Roberto Raimundo é membro do movimento Hip Hop Chama, coordenador do projeto Diversidade Cultural e participou da reestruturação do Conselho Municipal de Juventude de Belo Horizonte. Sua experiência permite um olhar particular para a questão das políticas públicas de juventude. A Agência de Notícias conversou com ele sobre política, juventude e hip hop

Agência: A construção de políticas públicas específicas de juventude é um processo bem recente no Brasil, que vem se desenvolvendo há cerca de cinco anos. Por que você acha que demorou tanto para que houvesse um conjunto de reflexões e iniciativas sistemáticas no campo das políticas voltadas para os jovens?

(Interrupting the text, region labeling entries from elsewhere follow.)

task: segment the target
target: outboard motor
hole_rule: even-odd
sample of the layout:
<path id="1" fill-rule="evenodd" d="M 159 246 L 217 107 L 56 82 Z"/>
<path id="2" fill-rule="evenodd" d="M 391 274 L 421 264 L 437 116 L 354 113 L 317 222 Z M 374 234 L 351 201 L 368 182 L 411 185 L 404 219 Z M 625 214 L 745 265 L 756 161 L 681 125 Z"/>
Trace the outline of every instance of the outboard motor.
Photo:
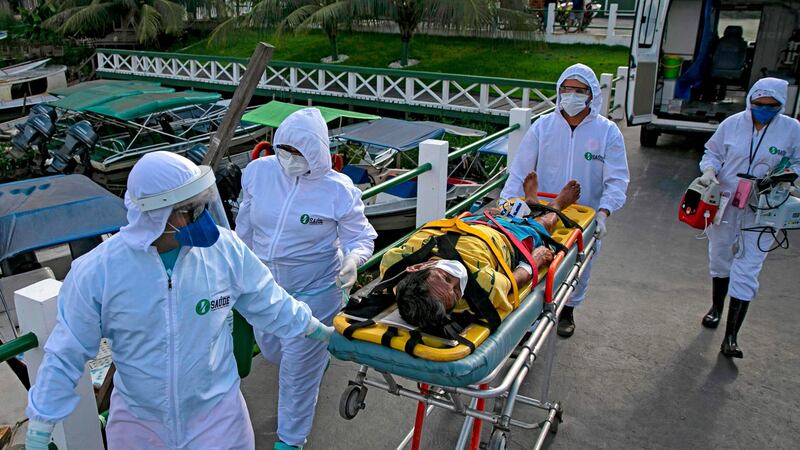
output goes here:
<path id="1" fill-rule="evenodd" d="M 704 230 L 713 223 L 719 201 L 719 184 L 703 186 L 700 178 L 695 178 L 683 194 L 678 219 L 692 228 Z"/>
<path id="2" fill-rule="evenodd" d="M 56 173 L 71 173 L 75 170 L 77 162 L 75 157 L 81 161 L 87 169 L 90 166 L 89 156 L 97 145 L 100 136 L 92 128 L 88 120 L 81 120 L 67 129 L 64 145 L 60 149 L 51 152 L 53 162 L 50 163 L 50 171 Z"/>
<path id="3" fill-rule="evenodd" d="M 186 150 L 186 158 L 199 166 L 203 164 L 203 158 L 206 157 L 206 153 L 208 153 L 208 147 L 203 144 L 195 144 L 189 150 Z"/>
<path id="4" fill-rule="evenodd" d="M 15 156 L 22 157 L 29 150 L 36 149 L 43 160 L 47 158 L 47 143 L 56 132 L 55 122 L 48 114 L 30 116 L 24 125 L 18 126 L 20 132 L 11 139 Z"/>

Roberto: Acho que, no âmbito do poder público federal, esse processo está relacionado com a chegada do governo Lula e com a expectativa de uma gestão mais participativa e democrática, depois de oito anos de Fernando Henrique Cardoso. Começaram a ser pensadas políticas novas e atores diferentes nas políticas públicas. Um dos atores que até então não vinha sendo incluído nessas políticas públicas era o jovem. Até então, os jovens eram incluídos nas políticas públicas apenas de forma indireta, em ações que não eram específicas da juventude. Por exemplo, questões como educação, trabalho e gênero passavam pela discussão sobre o jovem, mas não abordavam a juventude como um todo.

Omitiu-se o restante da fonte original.